Time Period3 Months [change]
DirectionMoves Together 
StrengthVery Weak
Accuracy100.0%
ValuesDaily Returns

Chinese Maritime Transport  vs.  Green World Fintech

 Performance 
       Timeline  
Chinese Maritime Tra 

Risk-Adjusted Performance

OK

 
Weak
 
Strong
Compared to the overall equity markets, risk-adjusted returns on investments in Chinese Maritime Transport are ranked lower than 9 (%) of all global equities and portfolios over the last 90 days. In spite of fairly abnormal basic indicators, Chinese Maritime showed solid returns over the last few months and may actually be approaching a breakup point.
Green World Fintech 

Risk-Adjusted Performance

Weak

 
Weak
 
Strong
Over the last 90 days Green World Fintech has generated negative risk-adjusted returns adding no value to investors with long positions. In spite of fairly stable basic indicators, Green World is not utilizing all of its potentials. The latest stock price fuss, may contribute to near-short-term losses for the sophisticated investors.

Chinese Maritime and Green World Volatility Contrast

   Predicted Return Density   
       Returns  

Pair Trading with Chinese Maritime and Green World

The main advantage of trading using opposite Chinese Maritime and Green World positions is that it hedges away some unsystematic risk.
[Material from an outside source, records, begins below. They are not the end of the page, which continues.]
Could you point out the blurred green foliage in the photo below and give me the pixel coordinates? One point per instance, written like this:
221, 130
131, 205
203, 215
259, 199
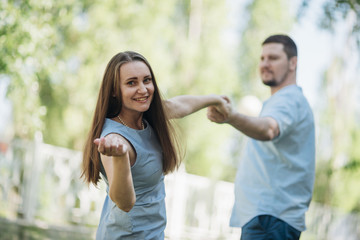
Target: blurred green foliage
55, 53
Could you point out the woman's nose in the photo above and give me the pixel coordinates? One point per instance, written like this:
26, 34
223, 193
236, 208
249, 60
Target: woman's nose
142, 88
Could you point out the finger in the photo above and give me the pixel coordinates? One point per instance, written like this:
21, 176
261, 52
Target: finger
97, 141
226, 98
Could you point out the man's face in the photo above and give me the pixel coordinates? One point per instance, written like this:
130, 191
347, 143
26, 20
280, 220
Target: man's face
274, 65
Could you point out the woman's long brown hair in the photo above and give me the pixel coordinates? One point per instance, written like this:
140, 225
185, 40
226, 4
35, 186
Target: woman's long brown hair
109, 105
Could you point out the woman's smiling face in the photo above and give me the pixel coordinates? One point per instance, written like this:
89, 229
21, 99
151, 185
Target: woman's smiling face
136, 85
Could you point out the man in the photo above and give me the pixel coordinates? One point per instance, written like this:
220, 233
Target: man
274, 182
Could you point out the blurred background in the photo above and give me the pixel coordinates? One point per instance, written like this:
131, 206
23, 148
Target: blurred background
53, 55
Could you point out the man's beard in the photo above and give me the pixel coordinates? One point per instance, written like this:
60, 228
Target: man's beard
274, 83
271, 83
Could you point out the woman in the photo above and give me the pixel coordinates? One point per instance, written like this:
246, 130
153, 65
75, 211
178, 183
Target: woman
137, 146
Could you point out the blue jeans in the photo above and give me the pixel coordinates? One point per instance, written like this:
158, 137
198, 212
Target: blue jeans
266, 227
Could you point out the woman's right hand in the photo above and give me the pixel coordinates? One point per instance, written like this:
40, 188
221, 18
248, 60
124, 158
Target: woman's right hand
112, 145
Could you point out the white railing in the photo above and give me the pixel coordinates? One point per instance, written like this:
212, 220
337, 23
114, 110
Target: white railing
40, 184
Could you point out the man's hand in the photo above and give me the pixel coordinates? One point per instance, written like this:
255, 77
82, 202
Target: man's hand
112, 145
220, 113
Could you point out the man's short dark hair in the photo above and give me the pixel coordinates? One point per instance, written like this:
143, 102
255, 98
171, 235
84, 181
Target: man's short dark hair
289, 44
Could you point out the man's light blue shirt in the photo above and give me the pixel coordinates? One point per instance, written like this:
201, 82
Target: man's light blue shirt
277, 177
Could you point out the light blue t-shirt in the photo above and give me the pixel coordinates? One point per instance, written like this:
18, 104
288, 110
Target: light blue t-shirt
277, 177
147, 219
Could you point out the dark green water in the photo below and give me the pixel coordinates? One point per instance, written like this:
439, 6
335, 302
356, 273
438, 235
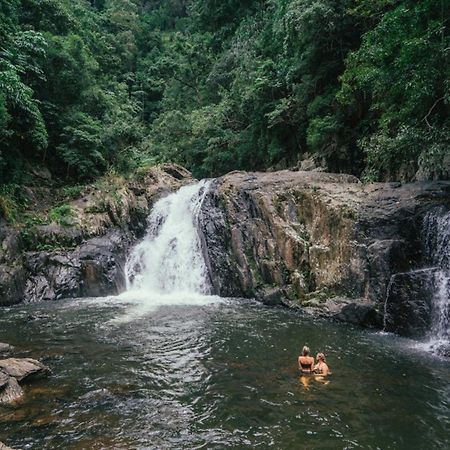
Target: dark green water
220, 375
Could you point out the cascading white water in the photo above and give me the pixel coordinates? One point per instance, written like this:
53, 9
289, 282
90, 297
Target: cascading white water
437, 244
169, 260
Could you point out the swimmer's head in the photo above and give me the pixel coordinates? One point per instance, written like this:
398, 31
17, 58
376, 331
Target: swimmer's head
320, 357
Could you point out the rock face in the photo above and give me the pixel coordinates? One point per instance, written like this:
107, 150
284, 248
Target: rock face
84, 257
23, 368
320, 241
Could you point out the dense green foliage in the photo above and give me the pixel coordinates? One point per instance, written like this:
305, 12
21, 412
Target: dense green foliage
362, 86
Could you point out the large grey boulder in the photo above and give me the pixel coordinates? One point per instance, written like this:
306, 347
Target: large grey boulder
312, 237
23, 369
10, 391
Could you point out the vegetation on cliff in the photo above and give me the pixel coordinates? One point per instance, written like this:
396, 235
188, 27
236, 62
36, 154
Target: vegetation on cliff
89, 86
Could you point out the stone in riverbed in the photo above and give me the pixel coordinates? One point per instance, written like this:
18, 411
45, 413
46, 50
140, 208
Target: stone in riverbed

Because of two separate transactions, even if Chinese Maritime position performs unexpectedly, Green World can make up some of the losses. Pair trading also minimizes risk from directional movements in the market. For example, if an entire industry or sector drops because of unexpected headlines, the short position in Green World will offset losses from the drop in Green World's long position.
The idea behind Chinese Maritime Transport and Green World Fintech pairs trading is to make the combined position market-neutral, meaning the overall market's direction will not affect its win or loss (or potential downside or upside). This can be achieved by designing a pairs trade with two highly correlated stocks or equities that operate in a similar space or sector, making it possible to obtain profits through simple and relatively low-risk investment.
Check out your portfolio center.
Note that this page's information should be used as a complementary analysis to find the right mix of equity instruments to add to your existing portfolios or create a brand new portfolio. You can also try the Equity Analysis module to research over 250,000 global equities including funds, stocks and ETFs to find investment opportunities.